Finding workers is only part of the equation
By Adam FreillLabour
I’ve had the opportunity to speak with Mike Rowe a few times over the years, and each time I’ve chatted with the host of Dirty Jobs, he’s left me with fantastic insights about the labour shortage in the skilled trades. It was Mike who first explained to me that concern about the labour shortage is not really a thing for trades professionals. Shortages drive their earnings up and allow them to pick and choose the clients they work for, and the jobs they wish to do.
The concerns arise when nobody is available to do the work, he explained to me. What happens when homeowners — and I’ll add in developers and general contractors to this list of affected stakeholders — need to find a trained and certified person to provide a service, but none can be found?
Long waits that sometimes never end can lead to the scrapping of projects or even to the use of people who should not be doing these skilled tasks in the first place.
So, what can we do?
Well, just in the past few months, we’ve seen a number of announcements made at the government level.
For example, the federal government launched a website and a series of commercials. While the television spots are noticeably light on non-residential and heavy construction, they indicate a willingness to teach anyone with an interest so that they can become the next generation of tradespeople.

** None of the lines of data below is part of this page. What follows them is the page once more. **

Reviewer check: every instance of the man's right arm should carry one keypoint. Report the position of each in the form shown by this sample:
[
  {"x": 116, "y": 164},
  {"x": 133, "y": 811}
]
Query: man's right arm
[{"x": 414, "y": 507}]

In Ontario, the province is promising to make it easier for tradespeople from other provinces to have their credentials recognized in the hopes of attracting experienced workers. Looking internationally, several groups are calling for the federal government to allow more workers with skilled trades backgrounds to immigrate to Canada.

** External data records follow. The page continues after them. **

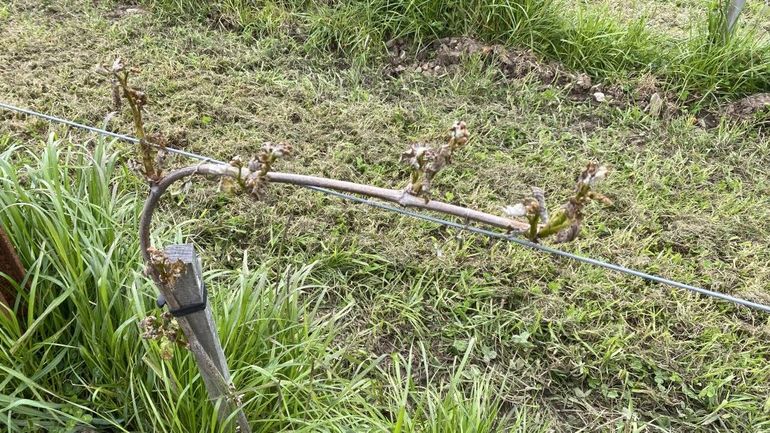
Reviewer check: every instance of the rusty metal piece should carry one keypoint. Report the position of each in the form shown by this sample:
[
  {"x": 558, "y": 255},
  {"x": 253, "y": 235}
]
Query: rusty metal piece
[{"x": 10, "y": 265}]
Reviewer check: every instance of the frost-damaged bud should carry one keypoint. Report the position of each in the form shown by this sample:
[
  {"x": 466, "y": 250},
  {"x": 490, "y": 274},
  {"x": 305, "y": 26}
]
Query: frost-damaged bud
[
  {"x": 117, "y": 65},
  {"x": 415, "y": 155},
  {"x": 256, "y": 183},
  {"x": 459, "y": 135},
  {"x": 593, "y": 174},
  {"x": 236, "y": 162},
  {"x": 516, "y": 211},
  {"x": 539, "y": 195}
]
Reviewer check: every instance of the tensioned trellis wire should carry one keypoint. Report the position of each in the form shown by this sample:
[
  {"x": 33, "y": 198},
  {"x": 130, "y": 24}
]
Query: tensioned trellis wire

“Canada’s immigration system has disproportionately recognized immigrants who have formal education, certificates and language skills,” says RESCON president Richard Lyall. “But foreign-trained construction workers, especially in the voluntary trades, are overlooked.”
And there’s also the push to attract more diversity from the domestic talent pool. According to a survey done by OECD, only two per cent of 15-year-old females are planning to pursue a career in the skilled trades. That’s a figure that needs to rise, and hopefully will as events like Annex Business Media’s annual Women In Construction event, held earlier this month, help showcase the opportunities (and mentorship) available.

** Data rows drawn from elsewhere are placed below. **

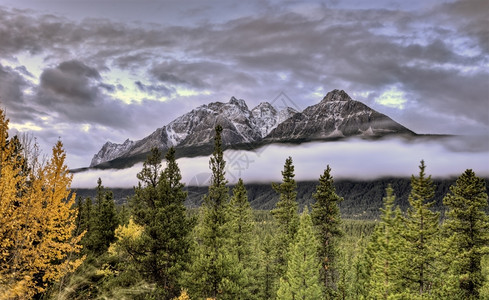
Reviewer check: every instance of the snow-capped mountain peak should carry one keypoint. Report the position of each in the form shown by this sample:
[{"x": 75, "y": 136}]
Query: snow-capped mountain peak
[{"x": 335, "y": 116}]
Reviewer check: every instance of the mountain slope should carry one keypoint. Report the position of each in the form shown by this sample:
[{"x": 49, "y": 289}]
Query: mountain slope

These are all good initiatives, and definitely worthy of support and promotion, but there’s another factor that also needs to be calculated in our aim to navigate labour shortfalls, and that’s technology.
When they built the first Welland Canal, it took five years to carve a 44-kilometre trench eight-feet deep and 24-feet wide with picks and shovels. Ten modern excavators could move that amount of earth in less than a single year; 14 if you want weekends and holidays off.
Jacob Stoller’s column in our March edition includes a great illustration of how technology helps us make more productive use of time. While we need more workers, don’t overlook the technical advances that can help bridge the labour gap — some of which might even be on display at the upcoming national and Atlantic heavy equipment shows.